Soudain, immense éclat de rire de toute la classe voisine. Mes élèves lèvent la tête de leur feuille d’exercices et se regardent, sourire narquois. Puis me regardent. L’un d’eux me dit : « C’est le gothique là, il est trop bizarre, il fait flipper ». Un autre : « C’est un violent lui, sérieux, il est trop en mode agressif ! ». Visiblement ils ont parlé avec leurs potes de la 4ème gothique, ce midi…

Je sais pas pourquoi, je sens que le vent se lève.

… Et de fait, en quelques poignées de minutes, ça dégénère à côté. Les éclats de voix se multiplient, suivis de rires de plus en plus nombreux et moqueurs ; on entend des bruits de chaises et de tables qui raclent le sol, visiblement des élèves se lèvent, se déplacent, discutent ; le gothique en vient à crier un bon coup de temps en temps, sans autre résultat que des rires. Bientôt, les gamins de sa classe se mettent à huer tous ensemble. Mes élèves ne travaillent plus depuis plusieurs minutes, ils sont comme moi, à l’écoute.
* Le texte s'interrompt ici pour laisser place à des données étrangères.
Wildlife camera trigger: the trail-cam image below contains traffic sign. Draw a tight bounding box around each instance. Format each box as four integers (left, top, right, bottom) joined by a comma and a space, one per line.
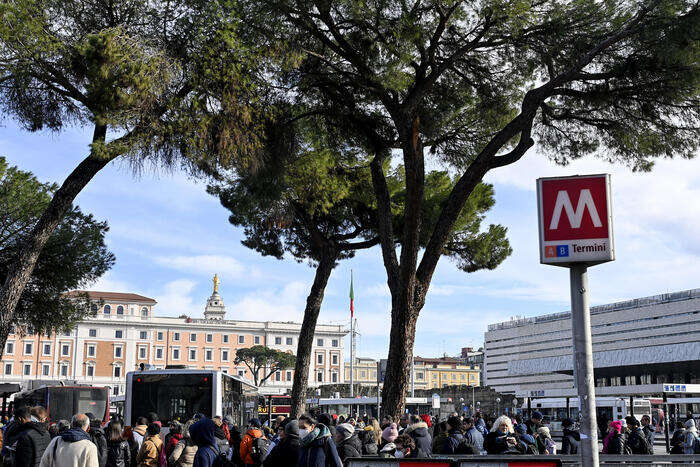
537, 174, 615, 266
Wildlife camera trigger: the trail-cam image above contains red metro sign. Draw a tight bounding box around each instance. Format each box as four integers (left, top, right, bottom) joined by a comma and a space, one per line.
537, 174, 615, 266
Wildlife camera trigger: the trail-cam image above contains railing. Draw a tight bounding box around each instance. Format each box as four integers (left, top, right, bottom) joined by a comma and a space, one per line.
343, 454, 700, 467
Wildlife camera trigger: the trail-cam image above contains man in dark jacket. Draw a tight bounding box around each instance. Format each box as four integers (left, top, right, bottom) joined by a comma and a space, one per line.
190, 417, 219, 467
263, 419, 299, 467
403, 415, 433, 457
15, 407, 51, 467
85, 412, 107, 467
561, 418, 581, 454
299, 414, 343, 467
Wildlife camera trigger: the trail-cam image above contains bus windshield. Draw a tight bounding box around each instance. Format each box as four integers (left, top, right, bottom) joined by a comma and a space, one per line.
127, 374, 212, 425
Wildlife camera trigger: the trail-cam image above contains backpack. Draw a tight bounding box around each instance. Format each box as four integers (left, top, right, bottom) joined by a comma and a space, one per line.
250, 436, 271, 465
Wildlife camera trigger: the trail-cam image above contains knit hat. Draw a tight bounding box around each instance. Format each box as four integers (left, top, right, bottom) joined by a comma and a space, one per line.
335, 423, 355, 439
382, 423, 399, 443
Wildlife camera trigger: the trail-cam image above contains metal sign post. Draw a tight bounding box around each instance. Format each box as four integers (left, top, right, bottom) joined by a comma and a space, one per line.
537, 174, 615, 467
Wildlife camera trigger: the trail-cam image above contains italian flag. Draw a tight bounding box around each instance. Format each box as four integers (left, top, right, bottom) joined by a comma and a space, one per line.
350, 269, 355, 319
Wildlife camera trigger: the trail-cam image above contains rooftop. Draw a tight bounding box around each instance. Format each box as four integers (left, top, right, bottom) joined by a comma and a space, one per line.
488, 289, 700, 331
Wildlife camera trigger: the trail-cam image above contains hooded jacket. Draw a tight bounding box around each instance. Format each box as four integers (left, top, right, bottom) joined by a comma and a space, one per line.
40, 428, 100, 467
299, 423, 343, 467
560, 428, 581, 454
15, 422, 51, 467
403, 422, 433, 457
239, 428, 263, 465
190, 418, 219, 467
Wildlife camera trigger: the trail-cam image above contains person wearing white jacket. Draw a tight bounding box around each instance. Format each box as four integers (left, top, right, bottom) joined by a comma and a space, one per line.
40, 414, 99, 467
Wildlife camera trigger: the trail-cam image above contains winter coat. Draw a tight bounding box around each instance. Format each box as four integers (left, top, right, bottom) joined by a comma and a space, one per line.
336, 434, 362, 464
190, 418, 219, 467
263, 434, 299, 467
40, 428, 100, 467
299, 423, 343, 467
238, 428, 263, 465
560, 428, 581, 454
404, 422, 433, 457
88, 425, 107, 467
136, 435, 163, 467
168, 437, 197, 467
106, 440, 131, 467
15, 422, 51, 467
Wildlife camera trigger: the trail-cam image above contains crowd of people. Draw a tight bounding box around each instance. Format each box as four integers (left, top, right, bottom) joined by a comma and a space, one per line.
0, 407, 700, 467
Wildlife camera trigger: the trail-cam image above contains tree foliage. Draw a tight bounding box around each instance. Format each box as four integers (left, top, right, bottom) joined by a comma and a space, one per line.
234, 345, 296, 386
0, 157, 114, 351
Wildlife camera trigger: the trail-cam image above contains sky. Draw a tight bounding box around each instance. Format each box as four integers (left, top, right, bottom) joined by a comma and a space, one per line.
0, 121, 700, 358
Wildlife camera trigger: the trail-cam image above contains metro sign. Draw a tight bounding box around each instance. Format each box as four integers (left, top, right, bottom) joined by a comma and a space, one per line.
537, 174, 615, 266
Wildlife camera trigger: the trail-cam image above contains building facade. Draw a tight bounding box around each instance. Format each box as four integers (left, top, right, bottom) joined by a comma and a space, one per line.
484, 289, 700, 397
0, 280, 347, 395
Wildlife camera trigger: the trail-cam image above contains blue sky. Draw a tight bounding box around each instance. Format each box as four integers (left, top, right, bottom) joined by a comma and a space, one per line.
0, 122, 700, 358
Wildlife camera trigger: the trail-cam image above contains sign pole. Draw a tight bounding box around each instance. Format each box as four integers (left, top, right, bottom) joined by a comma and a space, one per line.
569, 264, 598, 467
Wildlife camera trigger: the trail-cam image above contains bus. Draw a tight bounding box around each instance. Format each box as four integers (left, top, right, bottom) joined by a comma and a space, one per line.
124, 369, 258, 426
13, 386, 109, 424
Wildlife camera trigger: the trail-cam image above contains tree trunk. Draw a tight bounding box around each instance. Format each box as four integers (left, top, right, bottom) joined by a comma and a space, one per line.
0, 125, 110, 357
291, 251, 337, 418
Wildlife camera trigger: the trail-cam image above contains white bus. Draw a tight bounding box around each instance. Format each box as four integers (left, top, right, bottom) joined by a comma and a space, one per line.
124, 369, 258, 426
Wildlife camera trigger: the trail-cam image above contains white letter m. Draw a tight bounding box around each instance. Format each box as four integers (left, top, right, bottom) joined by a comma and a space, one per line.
549, 189, 603, 230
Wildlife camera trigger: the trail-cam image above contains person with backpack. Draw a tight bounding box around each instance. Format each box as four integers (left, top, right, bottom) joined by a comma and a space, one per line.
299, 414, 343, 467
625, 415, 654, 454
239, 418, 270, 465
682, 418, 700, 454
14, 407, 51, 467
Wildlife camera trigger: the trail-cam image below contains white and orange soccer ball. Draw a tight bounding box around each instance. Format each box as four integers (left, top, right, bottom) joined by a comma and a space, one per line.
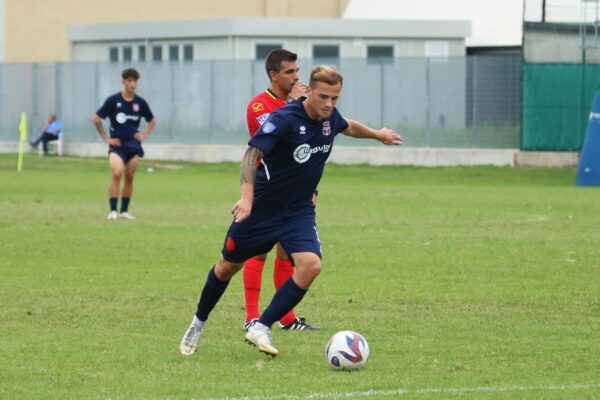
325, 331, 370, 370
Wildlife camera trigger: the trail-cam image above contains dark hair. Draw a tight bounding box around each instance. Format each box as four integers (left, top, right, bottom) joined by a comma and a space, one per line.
265, 49, 298, 79
121, 68, 140, 81
308, 65, 344, 88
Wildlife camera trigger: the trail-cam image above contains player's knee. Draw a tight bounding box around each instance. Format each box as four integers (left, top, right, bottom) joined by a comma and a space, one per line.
305, 259, 321, 279
215, 259, 244, 281
125, 172, 135, 183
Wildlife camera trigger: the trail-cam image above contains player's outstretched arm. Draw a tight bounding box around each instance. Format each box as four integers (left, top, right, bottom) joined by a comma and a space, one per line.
133, 117, 156, 142
92, 114, 121, 146
231, 146, 264, 222
342, 119, 402, 146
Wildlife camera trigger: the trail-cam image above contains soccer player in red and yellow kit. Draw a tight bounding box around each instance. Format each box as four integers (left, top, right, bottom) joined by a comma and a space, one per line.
244, 49, 319, 331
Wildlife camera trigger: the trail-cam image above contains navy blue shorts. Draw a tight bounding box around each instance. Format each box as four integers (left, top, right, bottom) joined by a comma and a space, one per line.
221, 214, 321, 263
108, 146, 144, 164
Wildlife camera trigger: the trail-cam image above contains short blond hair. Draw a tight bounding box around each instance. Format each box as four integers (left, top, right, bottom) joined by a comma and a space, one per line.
308, 65, 344, 87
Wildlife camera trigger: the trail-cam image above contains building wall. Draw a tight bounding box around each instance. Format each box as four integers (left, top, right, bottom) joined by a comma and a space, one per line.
72, 36, 465, 61
0, 0, 6, 62
0, 0, 349, 62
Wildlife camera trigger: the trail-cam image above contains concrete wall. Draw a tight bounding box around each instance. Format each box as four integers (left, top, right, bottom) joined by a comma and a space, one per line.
0, 0, 349, 62
68, 18, 470, 61
0, 0, 6, 62
0, 142, 579, 168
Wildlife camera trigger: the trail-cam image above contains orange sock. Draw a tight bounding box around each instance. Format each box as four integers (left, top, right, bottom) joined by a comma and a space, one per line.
244, 258, 265, 322
273, 257, 296, 325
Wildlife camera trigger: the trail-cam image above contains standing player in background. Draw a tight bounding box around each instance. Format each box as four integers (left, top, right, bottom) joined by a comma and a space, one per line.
92, 68, 156, 219
179, 66, 402, 356
244, 49, 319, 331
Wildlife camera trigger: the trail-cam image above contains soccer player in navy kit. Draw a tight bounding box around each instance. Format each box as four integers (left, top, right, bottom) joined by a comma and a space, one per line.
92, 68, 156, 219
179, 66, 402, 356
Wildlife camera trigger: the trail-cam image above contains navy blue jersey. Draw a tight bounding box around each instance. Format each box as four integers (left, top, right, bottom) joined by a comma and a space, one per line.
248, 99, 348, 215
96, 92, 154, 142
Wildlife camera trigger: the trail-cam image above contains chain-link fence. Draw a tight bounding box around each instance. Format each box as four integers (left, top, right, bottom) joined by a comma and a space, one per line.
521, 0, 600, 151
0, 55, 521, 148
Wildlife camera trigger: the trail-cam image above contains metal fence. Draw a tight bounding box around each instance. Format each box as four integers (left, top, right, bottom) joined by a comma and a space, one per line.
0, 55, 521, 148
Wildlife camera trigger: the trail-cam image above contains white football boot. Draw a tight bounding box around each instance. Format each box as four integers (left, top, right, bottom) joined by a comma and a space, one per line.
119, 211, 135, 220
179, 318, 206, 356
246, 321, 279, 357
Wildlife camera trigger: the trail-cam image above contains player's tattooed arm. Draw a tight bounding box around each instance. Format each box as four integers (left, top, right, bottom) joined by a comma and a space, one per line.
231, 146, 265, 222
240, 146, 265, 185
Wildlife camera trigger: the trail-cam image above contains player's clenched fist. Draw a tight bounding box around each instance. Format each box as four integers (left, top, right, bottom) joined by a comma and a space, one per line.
231, 199, 252, 222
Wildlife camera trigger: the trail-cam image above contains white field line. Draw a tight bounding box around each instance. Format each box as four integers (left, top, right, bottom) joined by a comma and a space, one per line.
199, 383, 600, 400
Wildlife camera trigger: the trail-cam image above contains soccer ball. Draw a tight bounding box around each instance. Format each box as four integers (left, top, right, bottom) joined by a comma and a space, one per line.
325, 331, 369, 370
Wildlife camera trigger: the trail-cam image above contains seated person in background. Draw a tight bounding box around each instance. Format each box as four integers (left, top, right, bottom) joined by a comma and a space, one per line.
30, 113, 63, 156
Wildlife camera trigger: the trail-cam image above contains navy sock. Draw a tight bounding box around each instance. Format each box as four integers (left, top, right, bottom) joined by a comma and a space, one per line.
108, 197, 119, 211
196, 267, 229, 321
258, 278, 307, 327
121, 197, 131, 212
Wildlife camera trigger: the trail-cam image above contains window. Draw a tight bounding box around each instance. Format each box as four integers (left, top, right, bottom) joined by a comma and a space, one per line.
169, 44, 179, 61
313, 44, 340, 59
108, 47, 119, 62
152, 45, 162, 61
138, 46, 146, 61
425, 40, 448, 61
367, 45, 394, 64
183, 44, 194, 61
123, 46, 133, 61
254, 43, 283, 61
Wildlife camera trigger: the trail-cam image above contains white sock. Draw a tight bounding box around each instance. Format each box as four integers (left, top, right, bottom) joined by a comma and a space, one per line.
192, 315, 206, 328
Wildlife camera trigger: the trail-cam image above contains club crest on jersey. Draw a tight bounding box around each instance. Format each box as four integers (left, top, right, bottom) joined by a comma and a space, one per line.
262, 122, 277, 133
323, 121, 331, 136
256, 113, 271, 125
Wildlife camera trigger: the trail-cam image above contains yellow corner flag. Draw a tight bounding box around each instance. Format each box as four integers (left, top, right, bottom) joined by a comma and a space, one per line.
17, 111, 27, 172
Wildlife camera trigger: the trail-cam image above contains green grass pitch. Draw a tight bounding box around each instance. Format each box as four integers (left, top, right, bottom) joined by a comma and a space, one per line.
0, 155, 600, 400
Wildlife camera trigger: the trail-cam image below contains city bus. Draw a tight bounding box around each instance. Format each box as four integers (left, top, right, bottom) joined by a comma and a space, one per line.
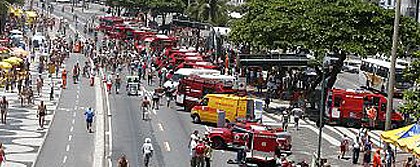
359, 58, 412, 97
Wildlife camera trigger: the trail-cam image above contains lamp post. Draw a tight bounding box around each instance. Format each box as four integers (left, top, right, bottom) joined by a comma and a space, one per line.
385, 0, 401, 130
316, 57, 330, 166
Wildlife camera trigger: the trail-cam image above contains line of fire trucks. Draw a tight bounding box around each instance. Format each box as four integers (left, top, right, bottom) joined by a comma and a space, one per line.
96, 16, 404, 166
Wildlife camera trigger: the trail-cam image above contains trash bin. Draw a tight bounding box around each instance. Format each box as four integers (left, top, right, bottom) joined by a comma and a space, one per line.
217, 110, 226, 128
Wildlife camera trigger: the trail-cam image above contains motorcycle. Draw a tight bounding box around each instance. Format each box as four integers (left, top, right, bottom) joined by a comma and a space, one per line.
90, 76, 95, 86
106, 81, 112, 94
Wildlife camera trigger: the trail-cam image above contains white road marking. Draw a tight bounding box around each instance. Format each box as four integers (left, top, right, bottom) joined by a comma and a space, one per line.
164, 141, 171, 152
204, 125, 210, 132
63, 156, 67, 164
66, 144, 70, 152
158, 123, 164, 131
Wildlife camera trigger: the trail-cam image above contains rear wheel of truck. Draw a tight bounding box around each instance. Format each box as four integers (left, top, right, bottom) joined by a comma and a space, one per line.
211, 137, 226, 149
193, 114, 201, 124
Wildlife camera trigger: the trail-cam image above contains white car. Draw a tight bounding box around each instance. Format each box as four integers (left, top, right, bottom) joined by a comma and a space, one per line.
55, 0, 71, 3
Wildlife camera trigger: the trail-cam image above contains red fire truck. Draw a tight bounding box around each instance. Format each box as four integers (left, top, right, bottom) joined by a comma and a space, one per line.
176, 75, 236, 112
96, 16, 124, 32
135, 35, 177, 52
325, 89, 404, 128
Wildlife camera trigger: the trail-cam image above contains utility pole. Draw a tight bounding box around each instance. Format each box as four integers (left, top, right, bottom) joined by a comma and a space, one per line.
316, 54, 330, 166
415, 0, 420, 22
385, 0, 401, 130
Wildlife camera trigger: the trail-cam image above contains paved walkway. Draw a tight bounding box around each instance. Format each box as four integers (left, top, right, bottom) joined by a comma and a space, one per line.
0, 33, 61, 167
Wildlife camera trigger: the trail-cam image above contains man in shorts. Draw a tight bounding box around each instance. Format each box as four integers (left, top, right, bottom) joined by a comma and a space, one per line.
85, 107, 95, 133
0, 96, 9, 124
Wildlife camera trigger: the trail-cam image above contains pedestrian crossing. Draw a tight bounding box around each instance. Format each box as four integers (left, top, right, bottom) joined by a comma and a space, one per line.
263, 113, 384, 147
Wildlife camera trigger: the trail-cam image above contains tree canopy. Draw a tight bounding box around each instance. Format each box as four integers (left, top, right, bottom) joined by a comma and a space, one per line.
187, 0, 229, 26
229, 0, 420, 111
231, 0, 420, 56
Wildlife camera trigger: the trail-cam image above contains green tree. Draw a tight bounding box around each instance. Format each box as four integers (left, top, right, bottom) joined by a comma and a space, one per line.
0, 0, 25, 33
230, 0, 420, 93
148, 0, 186, 25
187, 0, 229, 26
400, 52, 420, 118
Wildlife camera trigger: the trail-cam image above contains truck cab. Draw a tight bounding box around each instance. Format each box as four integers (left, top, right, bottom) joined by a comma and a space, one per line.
325, 89, 404, 129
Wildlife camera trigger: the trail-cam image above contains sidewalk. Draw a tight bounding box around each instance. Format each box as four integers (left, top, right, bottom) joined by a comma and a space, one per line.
0, 32, 61, 167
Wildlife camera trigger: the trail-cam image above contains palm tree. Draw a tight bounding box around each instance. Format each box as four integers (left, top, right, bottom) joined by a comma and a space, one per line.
187, 0, 228, 25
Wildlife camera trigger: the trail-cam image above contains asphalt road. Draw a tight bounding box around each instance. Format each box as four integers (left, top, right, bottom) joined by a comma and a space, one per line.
35, 54, 96, 167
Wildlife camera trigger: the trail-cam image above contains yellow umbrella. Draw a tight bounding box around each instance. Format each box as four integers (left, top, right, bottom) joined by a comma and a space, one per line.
3, 59, 20, 65
13, 48, 29, 57
397, 135, 420, 152
0, 62, 13, 69
381, 124, 415, 143
7, 57, 23, 63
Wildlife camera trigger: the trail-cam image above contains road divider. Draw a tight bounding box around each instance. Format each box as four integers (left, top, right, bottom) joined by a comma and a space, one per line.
163, 141, 171, 152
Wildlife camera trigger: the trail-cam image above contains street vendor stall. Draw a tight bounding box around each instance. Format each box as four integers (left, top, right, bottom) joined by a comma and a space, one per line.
26, 11, 38, 24
0, 62, 13, 69
381, 124, 420, 158
12, 48, 29, 57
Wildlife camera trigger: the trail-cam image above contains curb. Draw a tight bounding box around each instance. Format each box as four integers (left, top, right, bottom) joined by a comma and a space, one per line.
31, 32, 63, 167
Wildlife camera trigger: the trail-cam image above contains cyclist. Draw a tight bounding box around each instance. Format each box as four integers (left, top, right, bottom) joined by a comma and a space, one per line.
142, 138, 153, 167
73, 63, 80, 84
142, 96, 150, 120
117, 155, 130, 167
85, 107, 95, 133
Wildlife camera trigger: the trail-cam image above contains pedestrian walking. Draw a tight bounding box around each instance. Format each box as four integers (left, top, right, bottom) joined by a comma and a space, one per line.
152, 91, 159, 110
84, 107, 95, 133
338, 135, 350, 159
292, 107, 303, 130
385, 146, 395, 167
117, 155, 130, 167
195, 139, 206, 167
0, 142, 6, 166
363, 139, 372, 167
36, 76, 43, 97
0, 96, 9, 124
37, 101, 47, 129
352, 137, 360, 164
50, 77, 54, 101
61, 69, 67, 89
373, 149, 382, 167
142, 138, 154, 167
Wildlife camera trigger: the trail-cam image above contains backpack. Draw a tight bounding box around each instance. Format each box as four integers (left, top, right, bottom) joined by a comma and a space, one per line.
195, 143, 206, 155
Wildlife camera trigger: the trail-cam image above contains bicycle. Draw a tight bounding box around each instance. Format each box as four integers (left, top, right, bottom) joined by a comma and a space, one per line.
142, 106, 150, 120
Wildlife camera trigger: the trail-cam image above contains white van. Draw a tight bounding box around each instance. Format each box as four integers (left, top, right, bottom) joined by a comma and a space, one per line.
163, 68, 220, 88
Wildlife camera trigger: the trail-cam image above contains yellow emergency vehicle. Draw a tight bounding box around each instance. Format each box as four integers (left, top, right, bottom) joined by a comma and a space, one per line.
191, 94, 263, 124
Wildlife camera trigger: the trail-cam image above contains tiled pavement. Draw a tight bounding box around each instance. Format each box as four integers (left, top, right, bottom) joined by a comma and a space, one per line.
0, 40, 61, 167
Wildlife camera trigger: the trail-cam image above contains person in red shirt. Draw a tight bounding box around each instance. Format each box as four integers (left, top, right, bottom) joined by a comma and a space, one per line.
373, 149, 382, 167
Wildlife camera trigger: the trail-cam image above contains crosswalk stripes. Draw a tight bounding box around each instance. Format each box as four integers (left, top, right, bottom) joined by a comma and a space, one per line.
263, 114, 383, 147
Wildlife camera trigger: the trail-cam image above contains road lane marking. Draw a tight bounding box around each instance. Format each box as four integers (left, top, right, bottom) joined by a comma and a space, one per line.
158, 123, 164, 131
66, 144, 70, 152
63, 156, 67, 164
164, 141, 171, 152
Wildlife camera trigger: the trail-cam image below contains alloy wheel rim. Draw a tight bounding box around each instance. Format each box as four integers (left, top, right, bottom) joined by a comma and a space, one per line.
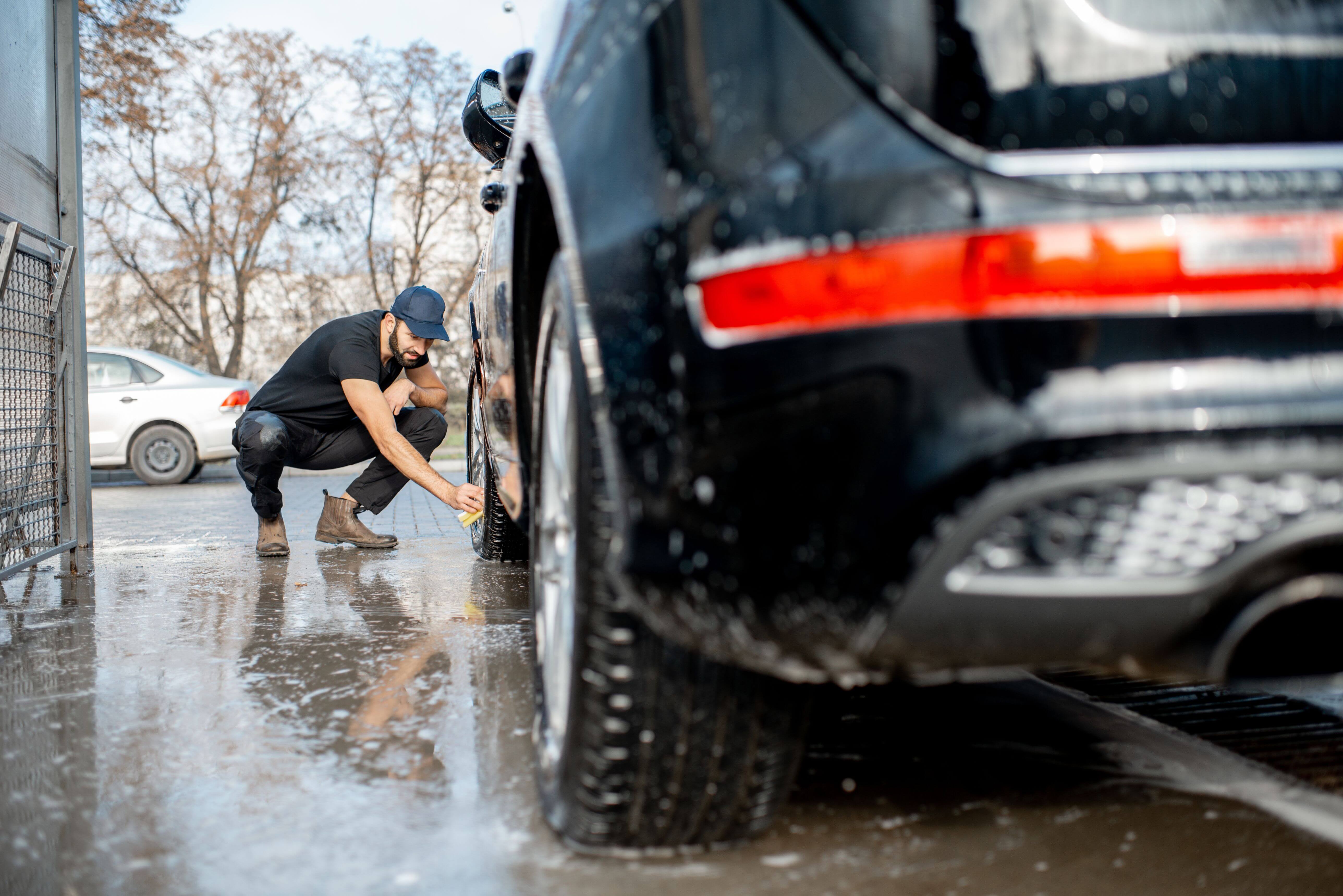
145, 438, 181, 473
536, 334, 577, 775
466, 379, 485, 540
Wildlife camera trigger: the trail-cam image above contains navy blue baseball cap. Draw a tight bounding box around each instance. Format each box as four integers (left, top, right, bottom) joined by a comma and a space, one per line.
392, 286, 449, 341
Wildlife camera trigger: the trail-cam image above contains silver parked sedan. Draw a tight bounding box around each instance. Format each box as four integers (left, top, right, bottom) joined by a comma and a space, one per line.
89, 347, 254, 485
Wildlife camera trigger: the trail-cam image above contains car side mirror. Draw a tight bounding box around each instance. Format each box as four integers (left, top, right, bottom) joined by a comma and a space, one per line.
481, 183, 508, 215
462, 69, 514, 164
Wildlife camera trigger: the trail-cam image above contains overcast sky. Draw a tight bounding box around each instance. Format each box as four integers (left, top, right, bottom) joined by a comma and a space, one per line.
177, 0, 549, 70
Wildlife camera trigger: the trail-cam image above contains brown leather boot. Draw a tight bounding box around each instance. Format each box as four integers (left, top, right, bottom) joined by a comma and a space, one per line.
257, 513, 289, 557
316, 489, 396, 548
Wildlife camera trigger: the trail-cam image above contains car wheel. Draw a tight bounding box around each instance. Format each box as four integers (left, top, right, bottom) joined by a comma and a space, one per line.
466, 369, 527, 560
530, 260, 810, 853
130, 425, 196, 485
Comme moi, sauf que moi je les regarde aussi, et je vois une quinzaine de mômes plutôt domestiqués jusqu’ici qui ont comme l’air d’être aspirés par l’appel de la forêt. La meute se forme. Je décide d’anticiper la récré et les fous dehors.

Téléphone maison

Le gothique invisible durant la pause café, j’aurai le fin mot avec deux de mes élèves, que je chope dans le couloir.

« C’est Kevin, il a répondu au gothique, il l’a cherché, quoi. Alors le gothique il a pris son téléphone pour appeler son daron, et Kevin il a rigolé en lui disant qu’il s’en battait les couilles. Vous le connaissez le daron de Kevin, m’sieur, vous voyez ce qu’il a pu lui dire, au gothique ? [je vois bien, ouais, je souris, même : d'aller se faire foutre, mais en moins poli], mais le résultat c’est que le gothique il est devenu encore plus blanc quand il a raccroché ».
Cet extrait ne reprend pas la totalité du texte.